The Lobster : La dystopie poétique du célibat

Le mystique réalisateur Yórgos Lánthimos nous illustre dans ce film une fable dystopique et cynique d’une société dans laquelle le célibat est illégal. À plusieurs reprises, remarqué pour ses films cinglants et controversés tels que Alps ou Canine, et plus récemment avec le film oscarisé La Favorite, Yórgos Lánthimos tend à donner une toute autre image du cinéma avec son style si particulier ; des films à l’humour grinçant changent notre vision des relations humaines de la manière la plus totale et il devient parfois difficile de démêler le vrai du faux, l’intentionnel de l’accidentel.
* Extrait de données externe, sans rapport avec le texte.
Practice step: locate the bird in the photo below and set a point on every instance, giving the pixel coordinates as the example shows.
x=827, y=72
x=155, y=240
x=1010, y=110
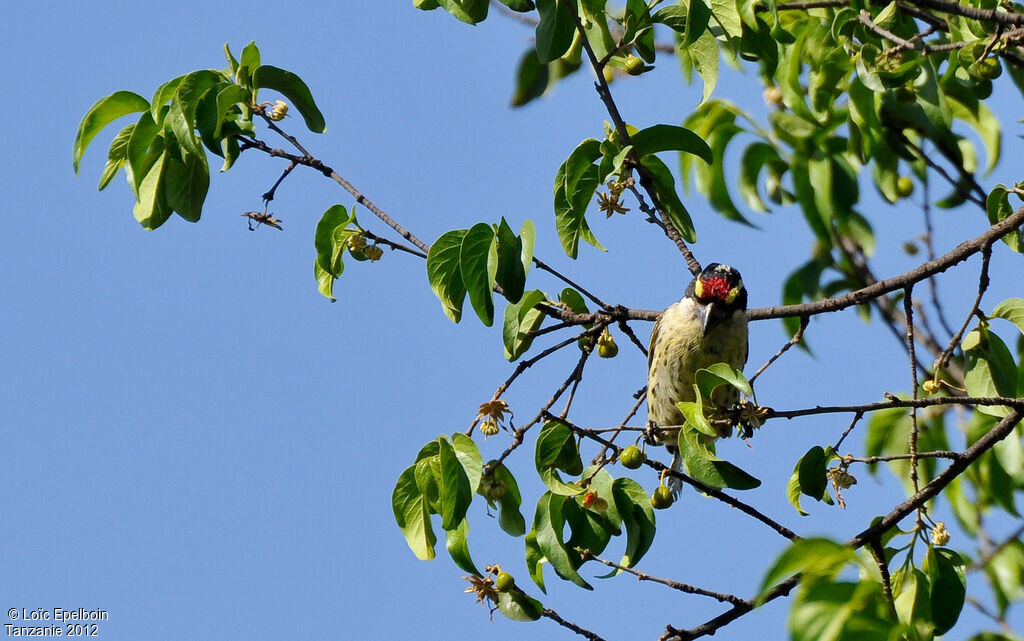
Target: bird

Dans ce Lobster, Lánthimos a prévu un casting international avec en tête d’affiche Colin Farrell et Rachel Weisz jouant les amoureux froids et distants ou encore Léa Seydoux, en chef rebelle antipathique. Cette dystopie met en scène le personnage de pataud et servile de David joué par un Colin Farell qui nous a habitué à des rôles plus dynamiques et qui a pris environ une vingtaine de kilos pour ce rôle. David s’est fait tromper et quitter par sa femme et se fait escorter par la milice pour être reconduit dans un centre dans lequel il aura quarante-cinq jours pour trouver sa partenaire. Le centre est froid, monochrome, autoritaire et uniformisé : c’est un espace anxiogène qui vise à contrôler le comportement des individus. Les armes sont d’ailleurs souvent masquées dans ce film ce qui souligne cette tension de la surveillance continue. David est dès sa première apparition une victime du système, il tient en laisse un chien qui s’avère être son frère ayant échoué sa tentative quelques mois plus tôt.

Ici, la solitude et le célibat sont des péchés qu’il faut condamner. Si l’individu ne parvient pas à trouver son ou sa partenaire au bout de la période donnée, il sera transformé en l’animal de son choix. Le célibataire choisissant dès le début de son séjour son animal totem, David choisit donc de façon déroutante un homard, d’où le titre du film. Il l’explique d’ailleurs de la manière suivante : «Parce que je sais que les homards vivent plus longtemps. Ils ont le sang bleu comme les aristocrates et ils peuvent se reproduire toute leur vie. Et aussi j’aime la mer passionnément… ». On note dès le début cet amour pour la nature qui permet au personnage de « respirer », échappant à l’espace fermé dans lequel il est cloîtré. Les candidats les plus déterminés peuvent faire le choix de rallonger leur séjour lors de battues organisées durant la nuit qui consistent à capturer des célibataires récalcitrants qui résistent dans la forêt, lieu de résistance, de liberté, de solitude…et de célibat.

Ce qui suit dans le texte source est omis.